В это мгновение дверь из соседней комнаты открылась и оттуда вышла Надежда Николаевна. Поймав глазом упавшие на пол чертежи, она бросила полный тяжёлого упрёка взгляд на Назирова и, не сказав ни слова, вышла. Назиров готов был провалиться сквозь землю со стыда. Но Идмас подняла как ни в чём не бывало чертежи и, состроив невиннейшую улыбку, тоном обиженного ребёнка протянула:
– Она почему-то вечно косится на меня. Как ты терпишь её? – Но, увидев, что брови Назирова снова нахмурились, поторопилась шепнуть ему на ухо: – Милый!.. Сегодня вечером, в девять, будь на Кривой, двадцать четыре. Жду. Не забудь – Кривая, двадцать четыре… Вечером, в девять.
Она впилась в Азата томным, интригующим взглядом и, погрозив кокетливо пальчиком, бабочкой выпорхнула из кабинета, прежде чем Назиров успел опомниться.

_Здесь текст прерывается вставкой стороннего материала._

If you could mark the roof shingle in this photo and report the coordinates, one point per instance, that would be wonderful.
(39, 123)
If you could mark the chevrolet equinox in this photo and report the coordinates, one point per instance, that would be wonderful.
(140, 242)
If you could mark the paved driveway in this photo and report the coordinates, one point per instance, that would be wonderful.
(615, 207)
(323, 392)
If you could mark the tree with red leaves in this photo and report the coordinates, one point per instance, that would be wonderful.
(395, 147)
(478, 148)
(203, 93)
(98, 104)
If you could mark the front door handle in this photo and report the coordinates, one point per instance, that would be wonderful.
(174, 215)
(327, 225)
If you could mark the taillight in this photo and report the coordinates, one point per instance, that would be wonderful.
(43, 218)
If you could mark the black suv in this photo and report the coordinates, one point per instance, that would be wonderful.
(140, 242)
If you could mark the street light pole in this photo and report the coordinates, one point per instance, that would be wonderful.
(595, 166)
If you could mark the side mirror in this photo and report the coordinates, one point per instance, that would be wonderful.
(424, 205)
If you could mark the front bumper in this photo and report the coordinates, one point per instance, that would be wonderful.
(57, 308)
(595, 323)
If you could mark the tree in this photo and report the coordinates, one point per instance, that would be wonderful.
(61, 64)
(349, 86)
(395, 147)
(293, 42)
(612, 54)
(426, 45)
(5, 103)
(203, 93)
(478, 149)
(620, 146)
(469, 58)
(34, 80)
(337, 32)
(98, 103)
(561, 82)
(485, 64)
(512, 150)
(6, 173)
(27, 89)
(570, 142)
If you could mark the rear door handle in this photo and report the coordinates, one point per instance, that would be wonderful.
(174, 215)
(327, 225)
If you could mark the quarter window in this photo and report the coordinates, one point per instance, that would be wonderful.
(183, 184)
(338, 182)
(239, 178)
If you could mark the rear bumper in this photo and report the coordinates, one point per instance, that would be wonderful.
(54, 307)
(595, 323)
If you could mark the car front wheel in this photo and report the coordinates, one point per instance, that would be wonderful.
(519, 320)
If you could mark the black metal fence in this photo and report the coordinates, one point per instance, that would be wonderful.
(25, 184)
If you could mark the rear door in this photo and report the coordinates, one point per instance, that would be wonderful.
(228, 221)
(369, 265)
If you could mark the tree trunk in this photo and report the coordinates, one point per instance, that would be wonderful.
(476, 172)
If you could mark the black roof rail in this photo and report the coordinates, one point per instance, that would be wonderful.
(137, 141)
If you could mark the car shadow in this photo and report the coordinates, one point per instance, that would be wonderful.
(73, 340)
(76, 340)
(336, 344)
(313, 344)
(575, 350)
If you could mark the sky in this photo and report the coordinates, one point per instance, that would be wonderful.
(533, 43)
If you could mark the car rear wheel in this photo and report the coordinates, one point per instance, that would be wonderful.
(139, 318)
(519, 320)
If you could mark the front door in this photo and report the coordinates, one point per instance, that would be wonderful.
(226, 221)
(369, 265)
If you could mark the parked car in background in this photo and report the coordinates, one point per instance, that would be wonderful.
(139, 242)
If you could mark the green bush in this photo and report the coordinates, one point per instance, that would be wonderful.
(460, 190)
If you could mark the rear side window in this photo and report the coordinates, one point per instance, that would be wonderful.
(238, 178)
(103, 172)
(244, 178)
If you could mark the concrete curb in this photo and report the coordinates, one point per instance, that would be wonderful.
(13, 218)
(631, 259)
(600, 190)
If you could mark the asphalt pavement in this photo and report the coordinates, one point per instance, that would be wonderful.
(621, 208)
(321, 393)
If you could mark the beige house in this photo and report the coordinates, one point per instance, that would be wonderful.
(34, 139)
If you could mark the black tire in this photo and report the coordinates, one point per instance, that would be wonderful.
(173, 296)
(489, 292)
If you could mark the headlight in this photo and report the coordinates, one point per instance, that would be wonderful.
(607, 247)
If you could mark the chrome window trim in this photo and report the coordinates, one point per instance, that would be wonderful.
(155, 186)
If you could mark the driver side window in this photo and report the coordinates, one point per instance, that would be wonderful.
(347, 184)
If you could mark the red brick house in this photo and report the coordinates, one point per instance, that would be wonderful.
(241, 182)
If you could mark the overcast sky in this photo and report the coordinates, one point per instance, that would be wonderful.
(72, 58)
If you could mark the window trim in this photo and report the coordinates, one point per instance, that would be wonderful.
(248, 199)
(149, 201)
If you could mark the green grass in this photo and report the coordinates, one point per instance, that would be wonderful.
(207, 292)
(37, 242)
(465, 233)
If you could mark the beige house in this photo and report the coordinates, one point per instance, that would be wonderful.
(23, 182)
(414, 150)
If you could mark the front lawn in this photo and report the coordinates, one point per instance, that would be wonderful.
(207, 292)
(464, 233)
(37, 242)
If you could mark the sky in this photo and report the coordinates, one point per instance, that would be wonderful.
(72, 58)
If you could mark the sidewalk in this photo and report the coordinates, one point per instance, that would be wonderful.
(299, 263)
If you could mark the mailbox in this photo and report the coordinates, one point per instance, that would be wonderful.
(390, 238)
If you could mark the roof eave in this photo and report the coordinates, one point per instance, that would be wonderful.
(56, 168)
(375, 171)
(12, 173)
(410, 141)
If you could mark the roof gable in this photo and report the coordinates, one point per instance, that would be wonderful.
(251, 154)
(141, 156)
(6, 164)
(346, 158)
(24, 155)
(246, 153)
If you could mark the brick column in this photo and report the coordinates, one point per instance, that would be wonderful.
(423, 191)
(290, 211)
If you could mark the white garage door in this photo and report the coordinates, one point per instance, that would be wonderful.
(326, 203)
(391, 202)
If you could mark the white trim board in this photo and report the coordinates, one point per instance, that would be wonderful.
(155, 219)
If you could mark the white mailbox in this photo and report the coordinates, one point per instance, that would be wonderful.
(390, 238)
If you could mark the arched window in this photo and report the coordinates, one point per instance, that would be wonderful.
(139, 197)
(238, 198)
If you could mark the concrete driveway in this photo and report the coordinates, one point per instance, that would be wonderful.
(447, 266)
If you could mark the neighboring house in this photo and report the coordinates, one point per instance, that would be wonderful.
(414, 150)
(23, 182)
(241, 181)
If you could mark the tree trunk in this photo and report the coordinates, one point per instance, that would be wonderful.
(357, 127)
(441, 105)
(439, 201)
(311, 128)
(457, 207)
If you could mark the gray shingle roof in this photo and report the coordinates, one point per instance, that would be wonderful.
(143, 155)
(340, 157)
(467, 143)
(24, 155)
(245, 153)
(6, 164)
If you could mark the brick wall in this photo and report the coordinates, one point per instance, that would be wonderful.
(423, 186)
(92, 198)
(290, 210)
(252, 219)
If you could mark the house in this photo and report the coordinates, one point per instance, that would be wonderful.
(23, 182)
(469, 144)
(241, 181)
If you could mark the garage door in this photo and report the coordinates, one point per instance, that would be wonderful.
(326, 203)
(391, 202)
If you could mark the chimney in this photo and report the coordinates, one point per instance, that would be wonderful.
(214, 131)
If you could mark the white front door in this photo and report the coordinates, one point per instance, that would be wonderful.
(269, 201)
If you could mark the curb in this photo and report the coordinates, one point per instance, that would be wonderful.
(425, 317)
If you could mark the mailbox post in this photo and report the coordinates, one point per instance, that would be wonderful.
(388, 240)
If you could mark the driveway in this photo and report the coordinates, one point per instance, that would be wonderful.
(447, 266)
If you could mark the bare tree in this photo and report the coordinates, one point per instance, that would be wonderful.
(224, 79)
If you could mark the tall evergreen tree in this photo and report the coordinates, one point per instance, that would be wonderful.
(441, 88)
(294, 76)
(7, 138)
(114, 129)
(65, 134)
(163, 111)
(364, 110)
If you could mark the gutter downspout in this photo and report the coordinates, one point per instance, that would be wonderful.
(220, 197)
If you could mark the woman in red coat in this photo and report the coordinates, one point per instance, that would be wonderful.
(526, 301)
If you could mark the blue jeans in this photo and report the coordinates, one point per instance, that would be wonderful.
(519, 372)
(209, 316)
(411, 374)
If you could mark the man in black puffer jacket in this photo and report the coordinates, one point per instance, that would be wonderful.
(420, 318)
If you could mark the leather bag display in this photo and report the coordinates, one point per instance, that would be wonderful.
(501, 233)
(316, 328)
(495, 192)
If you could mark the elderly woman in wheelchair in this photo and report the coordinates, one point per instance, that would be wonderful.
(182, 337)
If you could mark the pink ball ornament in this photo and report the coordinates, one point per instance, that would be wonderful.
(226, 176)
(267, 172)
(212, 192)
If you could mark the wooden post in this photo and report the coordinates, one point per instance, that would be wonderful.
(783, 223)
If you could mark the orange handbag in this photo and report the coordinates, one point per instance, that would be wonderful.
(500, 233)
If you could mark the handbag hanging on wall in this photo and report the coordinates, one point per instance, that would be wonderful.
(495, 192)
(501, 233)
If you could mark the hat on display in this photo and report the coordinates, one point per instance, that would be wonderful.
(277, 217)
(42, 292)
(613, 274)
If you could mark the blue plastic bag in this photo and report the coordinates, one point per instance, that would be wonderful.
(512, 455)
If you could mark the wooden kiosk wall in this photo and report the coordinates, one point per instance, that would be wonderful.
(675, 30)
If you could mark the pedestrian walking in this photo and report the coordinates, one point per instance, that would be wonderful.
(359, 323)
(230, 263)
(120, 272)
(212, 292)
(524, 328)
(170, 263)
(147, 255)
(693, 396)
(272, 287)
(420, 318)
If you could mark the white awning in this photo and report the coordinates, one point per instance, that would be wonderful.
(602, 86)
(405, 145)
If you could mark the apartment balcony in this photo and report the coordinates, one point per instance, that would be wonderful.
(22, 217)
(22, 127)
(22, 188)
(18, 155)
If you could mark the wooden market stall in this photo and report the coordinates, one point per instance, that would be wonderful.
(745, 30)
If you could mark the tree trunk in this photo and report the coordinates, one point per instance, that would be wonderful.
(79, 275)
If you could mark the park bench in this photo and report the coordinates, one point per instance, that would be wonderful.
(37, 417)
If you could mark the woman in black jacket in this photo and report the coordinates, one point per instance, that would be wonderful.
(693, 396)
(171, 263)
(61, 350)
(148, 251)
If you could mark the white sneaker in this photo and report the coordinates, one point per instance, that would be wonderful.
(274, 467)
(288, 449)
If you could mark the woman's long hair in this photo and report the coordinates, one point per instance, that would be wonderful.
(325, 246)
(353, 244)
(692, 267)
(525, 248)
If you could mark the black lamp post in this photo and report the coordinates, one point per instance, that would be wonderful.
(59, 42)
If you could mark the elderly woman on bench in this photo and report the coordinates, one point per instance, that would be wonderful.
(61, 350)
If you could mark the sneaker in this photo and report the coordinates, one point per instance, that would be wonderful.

Назиров долго стоял как оглушённый.
До этого дня он смотрел на все заигрывания и милые вольности Идмас, как на обыкновенное кокетство хорошенькой женщины. Даже когда во дворе завода она бросила ему, что надо быть смелее, а мужа назвала телёнком, даже тогда Назиров не мог до конца поверить, что Идмас говорит это всерьёз. А сегодня… сегодня Назиров заявил после окончания смены Надежде Николаевне, что проектом они заниматься не будут: имеет же он право хоть один вечер посвятить себе! Его не удержали ни просьбы Надежды Николаевны, ни укоризненный взгляд, как бы предупреждавший: «Знаю я, что ты задумал, глупец!»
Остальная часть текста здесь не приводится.